信じた珠玉は、その日から歩きに時間をかけるようになってしまったという。遠くで「うメェェエ」と、ヤギが待ちくたびれていた。
もうじき、時の権力者が、攻めてくる。
上基の孫のひとりである春菊は、何と夫婦の契りを申し込みに珠玉を夜、ラクダの眠る地へと誘いをかけていた。珠玉に跪き、「どうか当方と」と懇願していた。
急であったため混乱した珠玉であったが、きっぱりと断りの念を押していた。首を振り、自らも跪き、「このような私に」と同情を重ねていた、だが。
「耐えられず、御免」
謝絶は受け入れられずに、まだ青い春菊は動悸任せで無理やりに珠玉の身を引き寄せた。「しゅ……」赤熱した抱擁は、珠玉の小ささを明々白々に、焦がれた腕のなかでただ一時の戯れを赦しにと、暫く過ごしていた。
「春菊」「すまぬ。辛いのだ」「ええ……」
大地に、この闇のなかの動物は双方、あまりにも脆弱。光無き暗い視界の先は見えてはいなかった。此処にあるものは常住し、時を放棄したとなれば朝までこの闇は続くのだろう。仄かな香の揺蕩う珠玉の柔らかな胸に頭を埋めたまま、春菊は微動だにしなかった。

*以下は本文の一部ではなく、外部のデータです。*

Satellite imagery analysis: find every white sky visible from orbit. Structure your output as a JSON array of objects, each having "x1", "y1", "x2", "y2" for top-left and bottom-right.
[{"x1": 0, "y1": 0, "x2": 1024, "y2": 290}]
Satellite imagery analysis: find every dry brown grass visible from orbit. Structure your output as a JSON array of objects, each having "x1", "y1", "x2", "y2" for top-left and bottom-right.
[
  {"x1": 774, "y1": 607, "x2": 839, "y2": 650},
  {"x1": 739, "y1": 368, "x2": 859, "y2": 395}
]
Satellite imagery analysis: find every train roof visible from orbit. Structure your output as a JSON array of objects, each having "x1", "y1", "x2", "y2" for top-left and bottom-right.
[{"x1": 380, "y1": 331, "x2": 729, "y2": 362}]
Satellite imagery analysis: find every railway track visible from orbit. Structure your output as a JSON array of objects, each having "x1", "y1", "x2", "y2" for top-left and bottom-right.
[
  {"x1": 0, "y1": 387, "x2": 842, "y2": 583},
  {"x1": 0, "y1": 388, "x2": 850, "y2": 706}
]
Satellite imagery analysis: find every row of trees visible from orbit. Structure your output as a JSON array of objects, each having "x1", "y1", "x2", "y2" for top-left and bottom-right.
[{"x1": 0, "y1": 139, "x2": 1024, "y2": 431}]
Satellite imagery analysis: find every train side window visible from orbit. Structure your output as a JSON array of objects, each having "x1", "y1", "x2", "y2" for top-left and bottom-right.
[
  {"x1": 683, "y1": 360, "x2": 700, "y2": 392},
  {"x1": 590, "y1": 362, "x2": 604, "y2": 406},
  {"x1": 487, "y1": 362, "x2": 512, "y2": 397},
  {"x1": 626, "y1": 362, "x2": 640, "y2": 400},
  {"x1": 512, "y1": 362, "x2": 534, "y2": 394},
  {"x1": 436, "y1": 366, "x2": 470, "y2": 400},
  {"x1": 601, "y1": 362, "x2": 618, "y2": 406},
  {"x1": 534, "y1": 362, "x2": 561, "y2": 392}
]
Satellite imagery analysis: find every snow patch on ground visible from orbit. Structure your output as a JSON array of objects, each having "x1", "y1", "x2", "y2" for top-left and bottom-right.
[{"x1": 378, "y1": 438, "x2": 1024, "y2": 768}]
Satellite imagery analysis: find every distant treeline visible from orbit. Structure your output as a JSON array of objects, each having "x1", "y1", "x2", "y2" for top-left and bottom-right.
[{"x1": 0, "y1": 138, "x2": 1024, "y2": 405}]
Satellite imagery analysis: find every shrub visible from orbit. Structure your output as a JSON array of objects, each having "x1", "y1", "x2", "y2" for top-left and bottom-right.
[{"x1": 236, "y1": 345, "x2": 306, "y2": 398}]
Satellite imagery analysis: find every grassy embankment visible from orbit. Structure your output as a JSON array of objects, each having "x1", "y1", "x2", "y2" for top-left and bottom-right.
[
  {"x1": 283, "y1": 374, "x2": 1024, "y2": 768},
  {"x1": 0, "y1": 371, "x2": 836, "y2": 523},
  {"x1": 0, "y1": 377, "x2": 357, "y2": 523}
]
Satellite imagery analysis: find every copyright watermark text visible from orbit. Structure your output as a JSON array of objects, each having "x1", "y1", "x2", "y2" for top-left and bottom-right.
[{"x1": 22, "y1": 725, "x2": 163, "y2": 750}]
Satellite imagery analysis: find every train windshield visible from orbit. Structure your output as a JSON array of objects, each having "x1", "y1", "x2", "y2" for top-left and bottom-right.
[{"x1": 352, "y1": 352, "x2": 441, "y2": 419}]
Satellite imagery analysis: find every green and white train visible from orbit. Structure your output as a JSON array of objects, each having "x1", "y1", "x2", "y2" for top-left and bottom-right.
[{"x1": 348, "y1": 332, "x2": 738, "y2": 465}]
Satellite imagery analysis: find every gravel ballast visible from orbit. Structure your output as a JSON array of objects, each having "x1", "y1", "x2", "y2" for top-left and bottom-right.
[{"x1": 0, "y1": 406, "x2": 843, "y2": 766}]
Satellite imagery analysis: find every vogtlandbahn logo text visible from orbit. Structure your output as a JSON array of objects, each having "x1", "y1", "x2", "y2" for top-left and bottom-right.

毛の先ほどにも気がついておらず、草を踏む失態を犯した若者は、同じ闇の輪のなかで、嘆いていた。
「今宵は夢に私の羊が襲いにくるのか……」
嘆きは誰にも届かず体は揺れて、揺れて……指先だけを天に、足は地に、反った背筋は腹筋を強くし、映らない瞳は、それでも何処かを巡っている。
もうすぐ、その時が来たり、と。
それが幾多の壁となり妨げるのかを、この時、光魄はまだ洗礼を受けてはいなかった。